Hewson could not imagine of her sincerity a deliberate purpose of letting the poor fellow show all the shallowness that was in him, and of amusing itself with his satisfaction in turning his empty mind inside out for her inspection. She seemed, if not genuinely interested, to be paying him an unaffected attention; but when the lady across the table addressed a word to him, Miss Hernshaw, as if she had been watching for some such chance, instantly turned to Hewson.

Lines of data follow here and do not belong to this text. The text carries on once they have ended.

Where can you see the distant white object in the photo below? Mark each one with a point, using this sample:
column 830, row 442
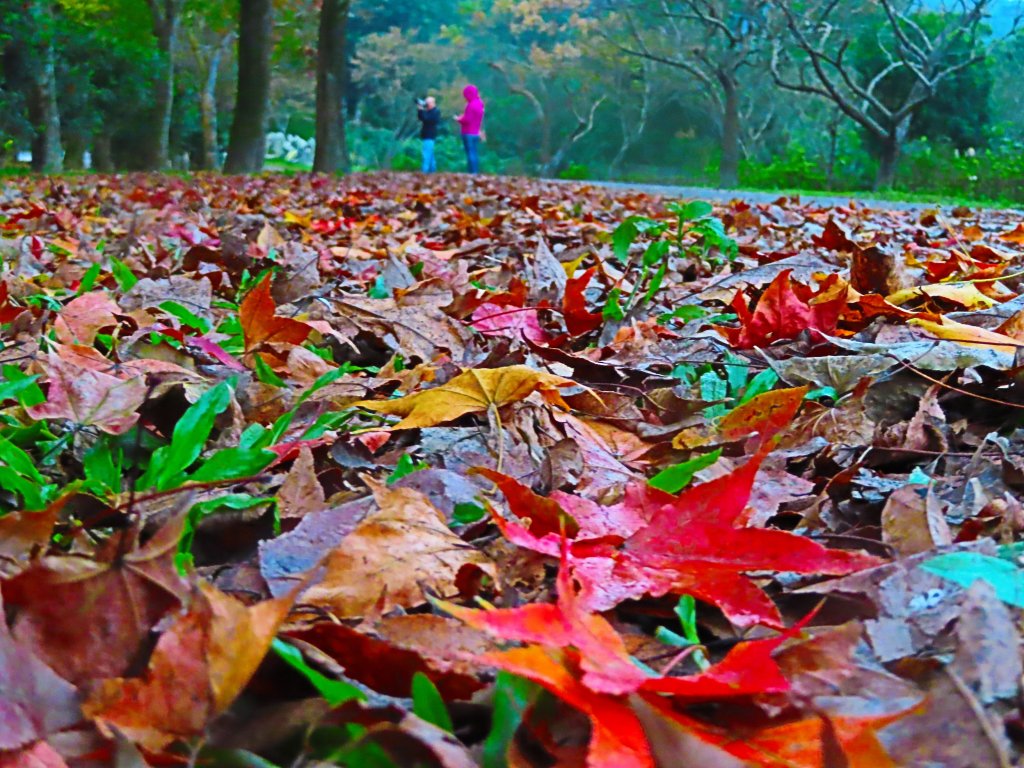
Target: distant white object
column 291, row 147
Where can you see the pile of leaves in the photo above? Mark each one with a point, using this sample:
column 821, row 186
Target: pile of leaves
column 396, row 471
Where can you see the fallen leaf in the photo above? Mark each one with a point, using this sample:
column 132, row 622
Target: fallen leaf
column 398, row 550
column 469, row 392
column 89, row 397
column 199, row 666
column 261, row 325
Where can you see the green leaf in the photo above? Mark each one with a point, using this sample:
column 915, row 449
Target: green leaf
column 335, row 691
column 612, row 310
column 186, row 316
column 190, row 433
column 379, row 289
column 183, row 557
column 695, row 209
column 685, row 313
column 32, row 494
column 736, row 371
column 820, row 392
column 655, row 283
column 406, row 466
column 967, row 567
column 623, row 238
column 673, row 479
column 232, row 462
column 255, row 436
column 19, row 461
column 713, row 388
column 20, row 386
column 428, row 704
column 467, row 512
column 124, row 276
column 102, row 468
column 88, row 280
column 760, row 384
column 655, row 252
column 512, row 696
column 266, row 374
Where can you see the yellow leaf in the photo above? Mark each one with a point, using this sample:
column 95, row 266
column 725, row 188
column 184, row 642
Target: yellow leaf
column 967, row 295
column 294, row 218
column 471, row 391
column 968, row 335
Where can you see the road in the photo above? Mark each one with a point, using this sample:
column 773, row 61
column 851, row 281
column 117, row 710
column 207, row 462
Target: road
column 750, row 196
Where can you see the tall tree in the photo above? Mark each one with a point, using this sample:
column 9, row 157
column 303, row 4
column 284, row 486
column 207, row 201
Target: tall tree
column 883, row 101
column 166, row 15
column 247, row 145
column 27, row 33
column 715, row 41
column 208, row 64
column 332, row 151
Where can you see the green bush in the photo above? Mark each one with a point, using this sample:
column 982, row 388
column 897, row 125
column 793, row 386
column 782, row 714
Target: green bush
column 576, row 172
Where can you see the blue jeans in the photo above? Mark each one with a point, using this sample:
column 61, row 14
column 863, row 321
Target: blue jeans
column 472, row 144
column 429, row 161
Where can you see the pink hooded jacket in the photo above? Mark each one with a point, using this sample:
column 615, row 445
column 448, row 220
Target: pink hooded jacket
column 472, row 119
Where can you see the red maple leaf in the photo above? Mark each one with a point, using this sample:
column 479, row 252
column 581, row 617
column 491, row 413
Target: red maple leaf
column 579, row 320
column 580, row 657
column 783, row 310
column 691, row 544
column 261, row 325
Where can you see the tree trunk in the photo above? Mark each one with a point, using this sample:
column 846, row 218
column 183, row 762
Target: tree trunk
column 47, row 155
column 165, row 29
column 208, row 101
column 75, row 146
column 247, row 146
column 102, row 156
column 888, row 160
column 728, row 170
column 332, row 152
column 892, row 147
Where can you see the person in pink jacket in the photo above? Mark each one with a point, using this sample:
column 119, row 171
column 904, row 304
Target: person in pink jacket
column 471, row 121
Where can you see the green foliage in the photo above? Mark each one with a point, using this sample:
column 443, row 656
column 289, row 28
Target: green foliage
column 675, row 478
column 428, row 704
column 685, row 611
column 512, row 696
column 967, row 567
column 406, row 466
column 335, row 691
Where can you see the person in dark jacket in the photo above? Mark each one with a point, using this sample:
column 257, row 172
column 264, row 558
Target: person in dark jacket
column 430, row 118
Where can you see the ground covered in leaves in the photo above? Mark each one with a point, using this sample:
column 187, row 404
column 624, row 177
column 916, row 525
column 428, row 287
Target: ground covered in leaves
column 406, row 471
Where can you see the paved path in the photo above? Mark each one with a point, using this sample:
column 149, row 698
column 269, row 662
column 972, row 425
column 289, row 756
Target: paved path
column 724, row 196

“What do you think of ‘Ghosts’?” she asked, with imperative suddenness.
“Ghosts?” he echoed.
“Or perhaps you didn’t go?” she suggested, and he perceived that she meant Ibsen’s tragedy. But he did not answer at once. He had had a shock, and for a timeless space he had been back in his room at St. Johnswort, with that weird figure seated at his table. It seemed to vanish again when he gave a second glance, as it had vanished before, and he drew a long sigh, and looked a little haggardly at Miss Hernshaw. “Ah, I see you did! Wasn’t it tremendous? I think the girl who did Regina was simply awful, don’t you?”